I love this guy.
He was a clock repairman, a lathe operator, a Golden Gloves boxer, and somewhere in there, he was a short order cook at a diner in New Hampshire. His name was Spider Osgood.
Watching this video of him cook is a thing of beauty, like watching ballet with eggs and sausage. His speed is what’s impressive. Most people couldn’t cook and move that fast if you had a gun to their heads. Spider whistles while he does it. That’s how he got the name: he moved so quickly at the grill it was like he had 8 hands at once.
If I ever tried anything like that, I’d be typing these words with 9 fingers, rest assured.
Now we think of cooking as a craft. Being a short-order cook is a job. It’s a trade if you want to get technical. But looking at Spider’s performance – and it is a performance – it becomes difficult to separate craft of cooking with the art of what he’s doing. Night after night, Spider did his job with such artistry that he was famous throughout the Northeast. How can we not call what he’s doing art on some level?
When we think of art, we usually define it by media, like drawing, painting, sculpture, etc., things you might hang and admire quietly. When we think of craft, we usually think of something tangible and practical, like skilled trades. In our minds, they are separate things.
But this is not how we should think of them. A better understanding would recognize that craft, in fact, leads to art.
When you see a piece of art, what you’re looking at is a bunch of little actions. You can think of a painting as an assemblage of brush strokes, a thousand little acts that can coalesce into art. The little things – the brush strokes, if you will – these things are craft.
This hypothetical painting is art insofar as it inspires an emotional reaction. That, at its core, is what art is: something that inspires an emotional reaction in a person. Our jobs would ideally provide us with opportunities to create art in this mold.
Though there are jobs that afford no chance to make art in this way, I’d posit most do. Those chances only come, however, when you master the craft of any job. Doing this is not easy; it takes time, effort, and most important, it takes a craftsman’s mentality.
This mentality is easy to see when you delve into how great art is made. You always see a person who not only did all the little things, but committed to doing them well. That’s true for any art, from a brilliant sculpture to a piece of amazing furniture.
The chair in the link above was made in the Stickley workshop in upstate New York. You can bet the person that made it wasn’t thinking about passion, or even art when they did. They were thinking about making the joinery fit properly, or sanding the wood correctly, or choosing a stain with care so that it brings out the natural grain of the wood. Art happens when all these little actions are performed with care and understanding.
However, when we are tasked with trying to find work or a career, all we focus on is ourselves, our passions in particular.
Cal Newport, the writer of So Good They Can’t Ignore You: Why Skills Trump Passion in the Quest for Work You Love, describes this as the ‘Passion Hypothesis:’ the idea that a person should follow their passions and make those passions into a career. Rather than focusing on what they bring to any job, a person focuses on what a job brings to them in terms of happiness, fulfillment and challenge.

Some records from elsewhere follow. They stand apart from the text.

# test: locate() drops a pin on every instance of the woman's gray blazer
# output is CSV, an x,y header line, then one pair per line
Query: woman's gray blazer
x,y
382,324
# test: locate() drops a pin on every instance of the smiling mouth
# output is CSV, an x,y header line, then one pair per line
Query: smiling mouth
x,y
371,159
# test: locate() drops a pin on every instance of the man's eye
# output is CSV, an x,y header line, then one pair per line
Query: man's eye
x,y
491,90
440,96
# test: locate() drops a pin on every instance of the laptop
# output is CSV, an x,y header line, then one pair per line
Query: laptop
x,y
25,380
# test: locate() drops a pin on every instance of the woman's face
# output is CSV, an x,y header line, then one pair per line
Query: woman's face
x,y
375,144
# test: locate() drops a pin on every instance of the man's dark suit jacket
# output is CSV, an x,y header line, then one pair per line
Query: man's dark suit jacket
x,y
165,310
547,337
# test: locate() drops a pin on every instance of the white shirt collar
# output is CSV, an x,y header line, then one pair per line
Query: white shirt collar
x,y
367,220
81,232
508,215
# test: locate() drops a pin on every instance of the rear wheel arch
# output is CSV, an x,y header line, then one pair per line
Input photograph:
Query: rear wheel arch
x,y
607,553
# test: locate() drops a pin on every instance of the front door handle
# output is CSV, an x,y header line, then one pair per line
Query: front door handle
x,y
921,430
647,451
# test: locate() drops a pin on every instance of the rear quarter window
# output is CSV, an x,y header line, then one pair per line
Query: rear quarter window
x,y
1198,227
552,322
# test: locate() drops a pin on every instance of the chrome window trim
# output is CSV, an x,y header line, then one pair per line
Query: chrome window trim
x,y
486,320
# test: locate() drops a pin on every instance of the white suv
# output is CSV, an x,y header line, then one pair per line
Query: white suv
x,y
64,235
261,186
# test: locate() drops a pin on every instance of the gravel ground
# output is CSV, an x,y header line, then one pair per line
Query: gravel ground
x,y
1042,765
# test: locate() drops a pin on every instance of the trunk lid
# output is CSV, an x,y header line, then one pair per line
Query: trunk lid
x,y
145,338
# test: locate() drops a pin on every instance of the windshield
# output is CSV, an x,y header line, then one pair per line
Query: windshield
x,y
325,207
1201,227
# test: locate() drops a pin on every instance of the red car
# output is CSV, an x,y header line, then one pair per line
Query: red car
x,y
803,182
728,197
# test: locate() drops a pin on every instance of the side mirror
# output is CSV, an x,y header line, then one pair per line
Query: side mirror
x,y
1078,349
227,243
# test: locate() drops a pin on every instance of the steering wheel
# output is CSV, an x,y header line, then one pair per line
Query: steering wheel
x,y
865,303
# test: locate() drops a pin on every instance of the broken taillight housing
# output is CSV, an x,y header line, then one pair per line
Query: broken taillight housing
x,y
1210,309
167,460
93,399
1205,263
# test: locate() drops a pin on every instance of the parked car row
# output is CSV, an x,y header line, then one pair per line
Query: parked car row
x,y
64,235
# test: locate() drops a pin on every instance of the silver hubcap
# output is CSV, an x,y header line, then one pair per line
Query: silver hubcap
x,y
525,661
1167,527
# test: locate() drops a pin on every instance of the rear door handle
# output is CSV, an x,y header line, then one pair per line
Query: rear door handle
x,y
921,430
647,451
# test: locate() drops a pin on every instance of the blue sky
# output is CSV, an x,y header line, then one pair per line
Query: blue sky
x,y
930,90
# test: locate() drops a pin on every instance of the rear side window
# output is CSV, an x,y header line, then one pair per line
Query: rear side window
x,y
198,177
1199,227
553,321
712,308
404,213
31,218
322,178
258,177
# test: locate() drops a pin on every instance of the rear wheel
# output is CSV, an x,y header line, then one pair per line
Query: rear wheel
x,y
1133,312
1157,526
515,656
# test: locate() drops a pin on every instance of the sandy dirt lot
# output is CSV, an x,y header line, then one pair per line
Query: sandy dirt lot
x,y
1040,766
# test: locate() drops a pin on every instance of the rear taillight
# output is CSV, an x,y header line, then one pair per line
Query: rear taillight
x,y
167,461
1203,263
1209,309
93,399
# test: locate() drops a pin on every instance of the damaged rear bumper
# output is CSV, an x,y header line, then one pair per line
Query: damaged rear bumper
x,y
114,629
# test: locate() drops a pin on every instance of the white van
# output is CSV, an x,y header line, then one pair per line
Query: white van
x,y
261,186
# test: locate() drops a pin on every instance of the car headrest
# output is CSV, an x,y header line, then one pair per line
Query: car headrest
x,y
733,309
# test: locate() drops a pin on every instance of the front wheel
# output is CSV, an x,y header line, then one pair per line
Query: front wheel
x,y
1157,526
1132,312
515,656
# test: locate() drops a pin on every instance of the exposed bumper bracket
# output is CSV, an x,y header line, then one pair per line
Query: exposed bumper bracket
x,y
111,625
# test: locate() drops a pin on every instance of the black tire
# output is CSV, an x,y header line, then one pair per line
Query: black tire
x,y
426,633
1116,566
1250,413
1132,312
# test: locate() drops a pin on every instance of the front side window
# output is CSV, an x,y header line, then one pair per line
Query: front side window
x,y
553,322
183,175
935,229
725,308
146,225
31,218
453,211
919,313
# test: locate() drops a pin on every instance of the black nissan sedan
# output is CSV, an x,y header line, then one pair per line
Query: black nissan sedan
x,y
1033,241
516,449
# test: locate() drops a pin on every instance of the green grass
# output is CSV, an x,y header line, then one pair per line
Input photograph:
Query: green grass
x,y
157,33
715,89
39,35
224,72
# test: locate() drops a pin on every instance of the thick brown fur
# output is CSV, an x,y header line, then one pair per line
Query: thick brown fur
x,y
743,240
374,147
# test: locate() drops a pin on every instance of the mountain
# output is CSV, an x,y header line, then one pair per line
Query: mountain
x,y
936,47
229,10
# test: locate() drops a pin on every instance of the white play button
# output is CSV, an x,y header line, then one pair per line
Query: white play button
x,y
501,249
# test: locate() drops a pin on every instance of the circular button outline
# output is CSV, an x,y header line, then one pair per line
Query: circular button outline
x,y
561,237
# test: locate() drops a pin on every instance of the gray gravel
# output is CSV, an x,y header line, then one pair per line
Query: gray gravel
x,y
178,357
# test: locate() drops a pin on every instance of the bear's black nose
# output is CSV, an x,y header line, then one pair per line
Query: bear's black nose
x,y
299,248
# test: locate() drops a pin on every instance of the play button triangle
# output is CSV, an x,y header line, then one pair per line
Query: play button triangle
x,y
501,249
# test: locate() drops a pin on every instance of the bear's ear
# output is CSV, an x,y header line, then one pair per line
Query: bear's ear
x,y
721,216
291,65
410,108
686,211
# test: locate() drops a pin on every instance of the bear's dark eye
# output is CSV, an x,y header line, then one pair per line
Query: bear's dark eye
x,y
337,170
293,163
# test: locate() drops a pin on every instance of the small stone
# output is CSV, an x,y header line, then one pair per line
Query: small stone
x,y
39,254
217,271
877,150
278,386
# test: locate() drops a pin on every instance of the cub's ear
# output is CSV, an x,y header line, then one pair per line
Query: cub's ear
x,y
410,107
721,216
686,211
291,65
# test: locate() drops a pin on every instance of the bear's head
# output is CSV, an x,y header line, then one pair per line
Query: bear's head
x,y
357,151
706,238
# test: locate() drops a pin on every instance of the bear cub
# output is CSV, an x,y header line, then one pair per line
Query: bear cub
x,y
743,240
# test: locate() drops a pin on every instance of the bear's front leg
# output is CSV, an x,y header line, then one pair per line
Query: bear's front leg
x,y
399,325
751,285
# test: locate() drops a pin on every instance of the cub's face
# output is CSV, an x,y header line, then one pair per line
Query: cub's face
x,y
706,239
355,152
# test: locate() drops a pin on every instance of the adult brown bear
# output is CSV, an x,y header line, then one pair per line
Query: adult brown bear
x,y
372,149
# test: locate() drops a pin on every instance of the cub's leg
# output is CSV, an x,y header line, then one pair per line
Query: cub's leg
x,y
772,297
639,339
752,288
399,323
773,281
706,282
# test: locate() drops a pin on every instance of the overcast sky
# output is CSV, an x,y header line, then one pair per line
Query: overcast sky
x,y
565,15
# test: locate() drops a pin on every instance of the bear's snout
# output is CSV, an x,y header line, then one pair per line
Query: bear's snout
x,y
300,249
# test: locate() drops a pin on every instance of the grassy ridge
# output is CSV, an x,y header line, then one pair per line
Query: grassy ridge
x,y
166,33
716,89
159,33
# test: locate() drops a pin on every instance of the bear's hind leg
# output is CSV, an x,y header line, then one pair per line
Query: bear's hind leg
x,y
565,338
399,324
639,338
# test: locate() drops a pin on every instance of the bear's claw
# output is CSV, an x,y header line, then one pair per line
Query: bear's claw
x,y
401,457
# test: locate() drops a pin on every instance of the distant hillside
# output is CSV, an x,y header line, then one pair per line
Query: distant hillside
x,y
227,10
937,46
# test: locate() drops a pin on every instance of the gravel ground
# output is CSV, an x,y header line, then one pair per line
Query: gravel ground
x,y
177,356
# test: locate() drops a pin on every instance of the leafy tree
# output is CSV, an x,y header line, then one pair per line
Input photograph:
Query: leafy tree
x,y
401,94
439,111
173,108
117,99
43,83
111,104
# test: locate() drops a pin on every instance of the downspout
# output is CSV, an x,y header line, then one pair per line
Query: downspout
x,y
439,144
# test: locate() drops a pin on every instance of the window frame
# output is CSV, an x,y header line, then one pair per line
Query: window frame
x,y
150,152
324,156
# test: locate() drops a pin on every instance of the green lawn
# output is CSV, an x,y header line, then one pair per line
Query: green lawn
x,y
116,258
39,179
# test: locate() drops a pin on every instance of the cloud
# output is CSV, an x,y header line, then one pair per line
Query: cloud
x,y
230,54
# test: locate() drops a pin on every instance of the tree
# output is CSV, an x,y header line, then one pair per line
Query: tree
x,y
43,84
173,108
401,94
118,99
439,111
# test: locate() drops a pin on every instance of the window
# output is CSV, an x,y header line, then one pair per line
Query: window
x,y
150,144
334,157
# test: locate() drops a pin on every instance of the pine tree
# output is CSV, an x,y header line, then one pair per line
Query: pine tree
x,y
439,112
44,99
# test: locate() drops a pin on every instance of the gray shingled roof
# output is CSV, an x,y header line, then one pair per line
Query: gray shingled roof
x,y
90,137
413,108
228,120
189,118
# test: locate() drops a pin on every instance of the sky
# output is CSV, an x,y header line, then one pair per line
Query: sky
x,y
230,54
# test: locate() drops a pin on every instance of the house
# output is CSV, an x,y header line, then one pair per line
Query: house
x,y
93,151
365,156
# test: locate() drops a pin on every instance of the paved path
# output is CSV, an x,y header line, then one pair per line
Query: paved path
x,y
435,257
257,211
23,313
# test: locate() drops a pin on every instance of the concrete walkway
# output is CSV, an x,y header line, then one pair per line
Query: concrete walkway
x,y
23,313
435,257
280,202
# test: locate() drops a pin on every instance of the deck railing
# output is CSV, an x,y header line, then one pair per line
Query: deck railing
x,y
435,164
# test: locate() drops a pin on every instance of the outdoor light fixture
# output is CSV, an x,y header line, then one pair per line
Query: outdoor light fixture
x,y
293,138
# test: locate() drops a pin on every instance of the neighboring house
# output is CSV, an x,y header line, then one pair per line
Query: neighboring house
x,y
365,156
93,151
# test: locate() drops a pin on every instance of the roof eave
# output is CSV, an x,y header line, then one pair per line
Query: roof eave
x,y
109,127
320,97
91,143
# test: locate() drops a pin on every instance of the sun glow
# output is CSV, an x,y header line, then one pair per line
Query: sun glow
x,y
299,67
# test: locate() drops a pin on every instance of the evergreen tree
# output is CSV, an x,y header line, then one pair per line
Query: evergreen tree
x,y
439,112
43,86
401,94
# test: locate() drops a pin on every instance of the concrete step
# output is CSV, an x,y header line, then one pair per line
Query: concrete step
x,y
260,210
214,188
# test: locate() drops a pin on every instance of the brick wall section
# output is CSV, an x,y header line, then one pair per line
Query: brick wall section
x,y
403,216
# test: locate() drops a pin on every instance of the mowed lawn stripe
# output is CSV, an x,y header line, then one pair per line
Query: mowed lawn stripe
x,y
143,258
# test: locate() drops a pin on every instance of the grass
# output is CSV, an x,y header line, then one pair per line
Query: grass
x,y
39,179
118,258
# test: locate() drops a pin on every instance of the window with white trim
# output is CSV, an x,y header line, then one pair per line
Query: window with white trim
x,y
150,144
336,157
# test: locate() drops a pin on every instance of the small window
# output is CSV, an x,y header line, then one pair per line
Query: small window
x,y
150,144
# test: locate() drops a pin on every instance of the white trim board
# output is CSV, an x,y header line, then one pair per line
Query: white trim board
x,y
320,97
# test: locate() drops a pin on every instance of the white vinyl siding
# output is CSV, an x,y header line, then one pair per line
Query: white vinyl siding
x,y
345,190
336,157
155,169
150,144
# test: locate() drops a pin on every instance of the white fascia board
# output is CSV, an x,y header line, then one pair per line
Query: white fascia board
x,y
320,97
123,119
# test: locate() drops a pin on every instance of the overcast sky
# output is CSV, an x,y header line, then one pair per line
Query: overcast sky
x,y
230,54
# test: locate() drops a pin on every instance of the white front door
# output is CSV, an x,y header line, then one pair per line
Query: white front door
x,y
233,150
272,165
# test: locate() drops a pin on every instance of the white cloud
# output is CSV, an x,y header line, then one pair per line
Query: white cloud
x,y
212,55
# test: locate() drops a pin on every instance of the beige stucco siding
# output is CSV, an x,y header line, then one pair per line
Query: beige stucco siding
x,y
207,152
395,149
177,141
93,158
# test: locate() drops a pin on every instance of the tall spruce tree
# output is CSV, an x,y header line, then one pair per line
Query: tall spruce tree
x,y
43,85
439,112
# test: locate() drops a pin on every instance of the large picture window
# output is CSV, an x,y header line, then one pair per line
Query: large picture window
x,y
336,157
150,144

This is problematic because passion is a nebulous thing, and offers little clarity to what one should be doing day to day. Most people couldn’t tell you what their passion is, let alone understand how it should dictate their actions. But everyday, a person can bring all they can to their work, and do the little things well. That’s how craftsman’s mentality affords focus, and it is how art actually gets made.
Spider is a sterling example of that. He didn’t spend every shift thinking about how he would affect the world, or how his job was fulfilling. He went in, did it to the best of his ability, and by doing so, developed his work into art.
If you want to do things that inspire people, that make them talk and think, you need to focus on the little things rather than the big. You need to focus on the craft of what you’re trying to do, rather than yourself.
The great thing is that all people have the opportunity to do this. That’s why we need this definition of art and craft: it allows us to understand how what art is, how it is made through craft, and how one might aspire to it. When we do, we find ourselves greatly enriched.
Even Spider, as a short order cook, enjoyed his work to the point where he doesn’t even think of it as such. He enjoyed it because he’s creating art every time he steps behind the counter.
As Spider himself said: “You concentrate on the food; that’s the thing that you’re working with.”
We are all working with something.
Whatever that is, we should make art with it.
[Kyle Flak contributed the definition of art I used in this article. Thanks, Kyle!]